Replete with campy actions sequences, poor editing, and shaky vocal dubbing, “Friday’s Child” is a fun little quest for the Enterprise but not close to the best of Star Trek-verse. Again, we encounter the ruthless Klingons and again the Prime Directive seems to be wholly violated by the Enterprise. Against the backdrop of the ongoing cold war between the Federation and the Klingons we also witness the small-scale internal politics of the tribe on Capella IV. Still, the secondary scenes with Scotty, Uhura, Sulu, and Chekov really shine for me in this episode. Scotty at the helm of the Enterprise is a surprisingly fitting role!
On first glance, it would seem that the Capellans and the Klingons would make good bedfellows –both are vicious and warlike– however, Kirk’s valiant efforts to essentially save the Capellans from signing a deal with the devil are not without merit. And all of this comes amidst the backdrop of an internal conflict within the Capellans as well as the birth of a new baby, the future leader of their tribe. On this note of optimism, despite its presence as arguably imperial on Capela IV, the Federation offers hope and new life to an archaic band of people.
Writer Dorothea Catherine “D.C.” Fontana (1939-2019) worked as a writer for a few different television programs prior to Star Trek, before she briefly worked as Gene Roddenberry’s secretary before becoming a writer on the show. At the age of 27, Fontana became the youngest story editor in Hollywood at the time, and she was also one of the few female staff writers. She remained a Star Trek writer until the end of the second season. Fontana had the notable distinction of being one of the few people to have worked on Star Trek: The Original Series, as well as Star Trek: The Animated Series, Star Trek: The Next Generation, and Star Trek: Deep Space Nine. Of them all, Deep Space Nine was her favorite Star Trek series. She wanted to write a story about a strong woman who did not necessarily want children. The only major change to the story was the addition of the Klingons. In an original draft, the story was much darker as Eleen apparently sacrificed her child.

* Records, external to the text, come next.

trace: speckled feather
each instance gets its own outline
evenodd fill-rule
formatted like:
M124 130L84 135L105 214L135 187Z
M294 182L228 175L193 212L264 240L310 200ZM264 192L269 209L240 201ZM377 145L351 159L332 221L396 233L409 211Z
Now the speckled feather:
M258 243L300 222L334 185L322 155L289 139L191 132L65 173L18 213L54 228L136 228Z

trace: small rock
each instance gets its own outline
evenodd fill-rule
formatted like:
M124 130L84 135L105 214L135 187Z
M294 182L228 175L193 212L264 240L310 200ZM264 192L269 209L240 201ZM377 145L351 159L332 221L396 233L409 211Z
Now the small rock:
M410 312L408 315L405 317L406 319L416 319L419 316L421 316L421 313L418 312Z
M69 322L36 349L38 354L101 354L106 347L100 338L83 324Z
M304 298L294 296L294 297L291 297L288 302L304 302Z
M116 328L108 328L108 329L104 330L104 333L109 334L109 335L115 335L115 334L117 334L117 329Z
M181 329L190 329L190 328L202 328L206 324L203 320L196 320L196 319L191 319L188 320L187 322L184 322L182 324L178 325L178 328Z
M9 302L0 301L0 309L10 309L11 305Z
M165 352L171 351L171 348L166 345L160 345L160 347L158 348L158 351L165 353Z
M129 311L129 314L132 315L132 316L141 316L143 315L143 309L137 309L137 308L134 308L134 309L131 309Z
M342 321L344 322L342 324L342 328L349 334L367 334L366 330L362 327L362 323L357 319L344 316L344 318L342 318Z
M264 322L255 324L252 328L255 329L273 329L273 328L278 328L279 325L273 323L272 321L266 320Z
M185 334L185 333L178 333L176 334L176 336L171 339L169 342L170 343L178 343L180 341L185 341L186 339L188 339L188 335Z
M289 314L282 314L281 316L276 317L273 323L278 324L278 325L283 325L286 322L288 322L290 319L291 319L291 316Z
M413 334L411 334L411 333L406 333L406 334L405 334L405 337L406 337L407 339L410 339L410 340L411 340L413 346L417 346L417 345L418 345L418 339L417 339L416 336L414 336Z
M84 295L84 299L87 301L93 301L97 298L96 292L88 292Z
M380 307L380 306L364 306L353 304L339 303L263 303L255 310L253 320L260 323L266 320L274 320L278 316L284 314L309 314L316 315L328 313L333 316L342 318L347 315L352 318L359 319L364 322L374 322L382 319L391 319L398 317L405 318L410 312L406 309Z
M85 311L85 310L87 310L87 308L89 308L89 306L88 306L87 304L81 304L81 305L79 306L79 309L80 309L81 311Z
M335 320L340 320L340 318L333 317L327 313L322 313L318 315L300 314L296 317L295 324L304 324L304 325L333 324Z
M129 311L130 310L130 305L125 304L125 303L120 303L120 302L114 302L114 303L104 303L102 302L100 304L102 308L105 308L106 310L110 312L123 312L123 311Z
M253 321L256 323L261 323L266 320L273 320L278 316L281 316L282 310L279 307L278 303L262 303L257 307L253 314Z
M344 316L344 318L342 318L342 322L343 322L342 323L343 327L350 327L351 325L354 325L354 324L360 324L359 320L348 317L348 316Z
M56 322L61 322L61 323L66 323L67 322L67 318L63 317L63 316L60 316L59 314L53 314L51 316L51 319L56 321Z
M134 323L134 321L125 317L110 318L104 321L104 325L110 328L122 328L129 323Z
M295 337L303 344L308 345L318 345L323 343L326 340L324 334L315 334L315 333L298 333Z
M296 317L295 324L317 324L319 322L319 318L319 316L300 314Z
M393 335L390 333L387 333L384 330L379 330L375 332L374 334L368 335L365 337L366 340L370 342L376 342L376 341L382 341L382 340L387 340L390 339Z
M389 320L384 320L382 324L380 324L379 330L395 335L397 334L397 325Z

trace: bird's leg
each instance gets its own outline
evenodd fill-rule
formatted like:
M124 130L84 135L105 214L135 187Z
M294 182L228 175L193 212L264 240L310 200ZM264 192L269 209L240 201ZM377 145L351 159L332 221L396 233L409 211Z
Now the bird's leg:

Director Joseph Pevney (1911-2008) is tied with Marc Daniels for most TOS episodes directed.
Star Trek Trivia:
- The title of this episode is a nod to a traditional English poem entitled “Monday’s Child” a version of which was featured in an 1887 Harper’s Weekly issue which included the line “Friday’s child is full of woe.”
- Dr. McCoy gives another one of his amusing and classic lines in this episode: “Look, I’m a doctor not an escalator!”
- Julie Newmar played “Catwoman” in the 1960s Batman television show.
- Production of this episode returned once again to the frequent filming location at Vasquez Rocks where it was 110 degrees.
- This is the first episode in which Chekov coyly remarks that something was actually invented in Russia, in this case the phrase “Fool me once, shame on you. Fool me twice, shame on me.“
- According to Star Trek lore, Leonard James Akaar later becomes an influential Starfleet admiral in Deep Space Nine novels.
- Gene L. Coon first introduced the Klingons in “Errand of Mercy” and they were made to look like space Mongols.